‘Swim,’ Nicky said cautiously. ‘In the sea?’

‘That’s the one.’

‘Yay,’ he yelled, and Athena found herself smiling. Life couldn’t be all bad.

Threats were a nightmare; something for the dark recesses of the night. Not for now.

Nikos had gone fishing. Long may he stay there. Just as long as he stayed out of her head.

Was he nuts to go fishing? He had a team of fishermen working for him now, and a solid fleet of boats. He hardly needed to fish himself.

But he hadn’t slept. If he couldn’t sleep he might as well work.

At least Demos had left the island. It seemed he was on his way to Athens, maybe to confer with lawyers to try to figure a way around Thena’s right to rule.

He wouldn’t get answers he’d like. Athena’s right to the throne was inviolate.

As long as she stayed safe.

But if she left as she said she would…Anything could happen to her back in Manhattan. He couldn’t watch over her.

And Nicky…How could he get to know his son if he left? And Demos would still be a threat to him as well.

What the hell to do…

He knew what he wanted to do. He wanted to lift them up, sweep them under his own protection, place them in his house and leave them there.

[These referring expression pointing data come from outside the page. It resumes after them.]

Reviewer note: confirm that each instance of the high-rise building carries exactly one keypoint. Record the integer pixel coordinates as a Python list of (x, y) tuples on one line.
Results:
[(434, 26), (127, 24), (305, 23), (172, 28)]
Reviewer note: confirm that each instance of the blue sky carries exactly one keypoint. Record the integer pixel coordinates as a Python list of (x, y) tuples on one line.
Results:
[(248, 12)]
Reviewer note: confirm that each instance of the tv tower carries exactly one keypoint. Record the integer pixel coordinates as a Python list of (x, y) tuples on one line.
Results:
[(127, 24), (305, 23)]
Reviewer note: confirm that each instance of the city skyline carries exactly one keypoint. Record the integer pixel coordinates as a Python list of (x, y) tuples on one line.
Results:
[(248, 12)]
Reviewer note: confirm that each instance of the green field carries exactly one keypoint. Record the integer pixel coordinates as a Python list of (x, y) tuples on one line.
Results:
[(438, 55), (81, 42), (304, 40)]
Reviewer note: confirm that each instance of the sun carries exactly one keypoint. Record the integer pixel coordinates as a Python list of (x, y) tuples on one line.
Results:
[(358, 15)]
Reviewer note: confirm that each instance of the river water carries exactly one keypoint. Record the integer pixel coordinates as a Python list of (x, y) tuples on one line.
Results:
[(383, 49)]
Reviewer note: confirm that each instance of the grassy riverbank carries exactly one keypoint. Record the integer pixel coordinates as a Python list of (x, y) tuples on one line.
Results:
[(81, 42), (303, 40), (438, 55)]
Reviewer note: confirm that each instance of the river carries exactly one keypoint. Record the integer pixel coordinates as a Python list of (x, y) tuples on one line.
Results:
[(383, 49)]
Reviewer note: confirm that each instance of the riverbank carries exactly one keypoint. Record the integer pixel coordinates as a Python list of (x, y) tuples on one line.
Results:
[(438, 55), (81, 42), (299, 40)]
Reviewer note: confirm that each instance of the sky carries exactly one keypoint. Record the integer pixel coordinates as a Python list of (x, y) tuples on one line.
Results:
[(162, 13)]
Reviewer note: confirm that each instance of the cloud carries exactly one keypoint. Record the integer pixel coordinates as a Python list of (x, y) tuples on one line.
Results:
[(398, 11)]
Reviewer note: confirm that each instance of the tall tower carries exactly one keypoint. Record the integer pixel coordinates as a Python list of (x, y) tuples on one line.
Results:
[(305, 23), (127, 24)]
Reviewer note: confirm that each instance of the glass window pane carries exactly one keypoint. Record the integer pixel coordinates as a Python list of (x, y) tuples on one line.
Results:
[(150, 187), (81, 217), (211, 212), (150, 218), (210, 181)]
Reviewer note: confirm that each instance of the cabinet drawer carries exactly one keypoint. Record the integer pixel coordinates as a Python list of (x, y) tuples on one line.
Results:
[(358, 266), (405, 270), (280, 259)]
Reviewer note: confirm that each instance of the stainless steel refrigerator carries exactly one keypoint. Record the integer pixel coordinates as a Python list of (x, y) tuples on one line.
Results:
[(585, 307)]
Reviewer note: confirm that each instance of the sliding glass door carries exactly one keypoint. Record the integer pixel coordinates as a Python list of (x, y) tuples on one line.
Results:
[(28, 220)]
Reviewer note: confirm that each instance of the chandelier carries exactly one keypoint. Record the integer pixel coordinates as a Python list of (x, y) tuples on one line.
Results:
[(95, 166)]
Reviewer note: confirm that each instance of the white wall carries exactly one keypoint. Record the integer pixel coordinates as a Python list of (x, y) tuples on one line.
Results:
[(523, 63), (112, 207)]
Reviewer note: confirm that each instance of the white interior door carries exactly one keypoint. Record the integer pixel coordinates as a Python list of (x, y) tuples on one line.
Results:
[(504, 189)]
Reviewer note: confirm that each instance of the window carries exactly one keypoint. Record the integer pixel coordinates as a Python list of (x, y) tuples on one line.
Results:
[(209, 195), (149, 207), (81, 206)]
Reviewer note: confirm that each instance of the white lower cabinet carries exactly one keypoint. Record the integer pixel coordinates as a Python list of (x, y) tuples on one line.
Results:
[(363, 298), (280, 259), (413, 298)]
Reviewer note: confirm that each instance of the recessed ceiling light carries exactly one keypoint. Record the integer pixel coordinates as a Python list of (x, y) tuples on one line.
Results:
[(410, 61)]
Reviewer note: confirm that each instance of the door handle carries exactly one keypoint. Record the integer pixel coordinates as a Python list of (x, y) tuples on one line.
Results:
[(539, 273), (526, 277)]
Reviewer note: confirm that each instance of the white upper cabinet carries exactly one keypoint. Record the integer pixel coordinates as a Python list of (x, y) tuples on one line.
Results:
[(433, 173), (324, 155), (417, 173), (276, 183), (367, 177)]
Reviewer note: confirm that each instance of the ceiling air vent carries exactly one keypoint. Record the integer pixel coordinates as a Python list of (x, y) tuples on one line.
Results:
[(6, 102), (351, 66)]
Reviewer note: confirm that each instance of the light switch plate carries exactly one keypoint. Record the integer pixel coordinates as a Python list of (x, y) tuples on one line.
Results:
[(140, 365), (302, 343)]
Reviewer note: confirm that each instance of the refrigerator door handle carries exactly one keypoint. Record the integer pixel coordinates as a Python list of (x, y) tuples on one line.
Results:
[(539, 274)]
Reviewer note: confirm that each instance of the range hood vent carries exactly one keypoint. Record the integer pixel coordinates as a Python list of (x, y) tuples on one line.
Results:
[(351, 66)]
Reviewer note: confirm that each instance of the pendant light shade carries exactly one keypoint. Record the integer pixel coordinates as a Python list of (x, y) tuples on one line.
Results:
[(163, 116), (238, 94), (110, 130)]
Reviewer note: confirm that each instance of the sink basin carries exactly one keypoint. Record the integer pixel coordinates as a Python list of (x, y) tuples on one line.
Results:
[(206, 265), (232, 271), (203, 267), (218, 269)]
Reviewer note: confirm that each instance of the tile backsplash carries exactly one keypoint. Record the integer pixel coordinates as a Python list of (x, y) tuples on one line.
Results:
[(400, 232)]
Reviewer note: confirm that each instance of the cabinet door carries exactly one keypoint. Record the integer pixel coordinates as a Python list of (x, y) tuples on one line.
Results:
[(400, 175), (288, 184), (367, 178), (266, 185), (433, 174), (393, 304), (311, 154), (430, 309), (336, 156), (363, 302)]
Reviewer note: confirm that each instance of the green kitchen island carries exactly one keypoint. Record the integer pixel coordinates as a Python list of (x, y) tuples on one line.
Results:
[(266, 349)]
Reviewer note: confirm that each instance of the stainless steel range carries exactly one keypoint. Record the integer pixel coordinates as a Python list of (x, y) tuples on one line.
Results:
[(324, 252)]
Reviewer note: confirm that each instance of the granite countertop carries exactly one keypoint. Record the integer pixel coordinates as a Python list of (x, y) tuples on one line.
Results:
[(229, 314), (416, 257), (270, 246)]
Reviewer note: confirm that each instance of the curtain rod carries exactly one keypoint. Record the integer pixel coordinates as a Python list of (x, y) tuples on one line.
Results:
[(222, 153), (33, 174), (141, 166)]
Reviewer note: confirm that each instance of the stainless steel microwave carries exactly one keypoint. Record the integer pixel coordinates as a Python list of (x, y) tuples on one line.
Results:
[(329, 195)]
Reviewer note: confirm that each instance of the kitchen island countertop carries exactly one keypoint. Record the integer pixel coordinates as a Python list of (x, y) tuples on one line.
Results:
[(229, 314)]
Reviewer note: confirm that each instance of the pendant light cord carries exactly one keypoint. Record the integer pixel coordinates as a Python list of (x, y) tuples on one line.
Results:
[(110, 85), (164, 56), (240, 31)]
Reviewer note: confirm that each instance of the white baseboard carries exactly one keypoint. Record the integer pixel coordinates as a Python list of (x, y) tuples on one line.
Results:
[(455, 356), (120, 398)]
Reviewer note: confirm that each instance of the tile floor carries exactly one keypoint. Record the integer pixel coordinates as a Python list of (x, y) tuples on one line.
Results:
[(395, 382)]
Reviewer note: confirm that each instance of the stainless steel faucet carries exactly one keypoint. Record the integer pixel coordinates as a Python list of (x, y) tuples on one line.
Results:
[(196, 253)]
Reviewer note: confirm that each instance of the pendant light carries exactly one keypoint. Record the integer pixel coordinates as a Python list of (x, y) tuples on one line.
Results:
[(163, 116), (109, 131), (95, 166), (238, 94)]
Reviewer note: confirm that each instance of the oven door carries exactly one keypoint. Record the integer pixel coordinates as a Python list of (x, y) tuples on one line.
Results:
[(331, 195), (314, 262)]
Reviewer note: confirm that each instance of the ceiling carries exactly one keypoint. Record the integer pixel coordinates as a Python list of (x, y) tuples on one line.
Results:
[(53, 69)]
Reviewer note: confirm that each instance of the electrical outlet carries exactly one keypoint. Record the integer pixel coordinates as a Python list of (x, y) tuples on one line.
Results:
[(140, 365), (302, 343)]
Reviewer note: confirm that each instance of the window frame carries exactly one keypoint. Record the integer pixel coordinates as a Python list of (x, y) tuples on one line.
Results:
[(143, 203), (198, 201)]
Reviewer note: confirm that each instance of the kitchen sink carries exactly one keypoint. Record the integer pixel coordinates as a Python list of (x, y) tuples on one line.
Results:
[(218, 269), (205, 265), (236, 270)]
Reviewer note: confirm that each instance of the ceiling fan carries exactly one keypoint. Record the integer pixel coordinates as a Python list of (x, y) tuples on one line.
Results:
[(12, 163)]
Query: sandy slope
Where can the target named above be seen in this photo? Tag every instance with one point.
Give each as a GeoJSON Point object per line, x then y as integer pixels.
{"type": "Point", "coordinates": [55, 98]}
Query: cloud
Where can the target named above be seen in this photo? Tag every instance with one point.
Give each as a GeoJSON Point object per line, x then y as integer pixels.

But he had to concede it wasn’t just common sense that was telling him to do that. It was sheer unequivocal lust.

He wanted Thena. He’d wanted her ten years ago and, astonishing or not, his desire was greater than ever. But she’d walked away once because of her career and now she was threatening to walk away again.

Was one career so important? He loved fishing, but would he put it aside if the island’s livelihood was in doubt?

Of course he would.

But Thena wasn’t him. Once he’d thought he’d known her, but her leaving had shocked his foundations to the core. Not telling him about Nicky had shaken him even further.

He no longer trusted her. And she didn’t trust him. He knew why.

But, regardless, it had been Thena’s decision to walk away. She hadn’t known about Christa or Marika then. So the choice had been hers. One phone call from her and his life would have followed a completely different course.

But it hadn’t. And now he had Christa. His little daughter who he’d decided years ago would be protected against everything. Everything.

Lay craypots, he told himself sharply. Work with your hands and not with your head.

So he laid craypots. But he just so happened to have taken his trawler around the headland, into the cove below the palace. He could watch the palace from here. He could see the beach.

So he was still laying craypots when they came down for a swim. Athena and Nicky, followed by Oscar.

Unashamedly he found his field glasses and watched. They were skipping down the path leading from the palace. Laughing at their dumb dog. Wearing swimsuits and carrying towels.

Where were his men?

He scoured the cliffs and found two, watching from above. Another was melting into the shadows in the cliff below.

He relaxed. She was safe. She wouldn’t be aware of the security men. She could enjoy her swim.

They’d reached the beach. She’d thrown off her towel and was chasing Nicky into the surf.

She was wearing a bikini. Red. He could see every curve of her delectable body.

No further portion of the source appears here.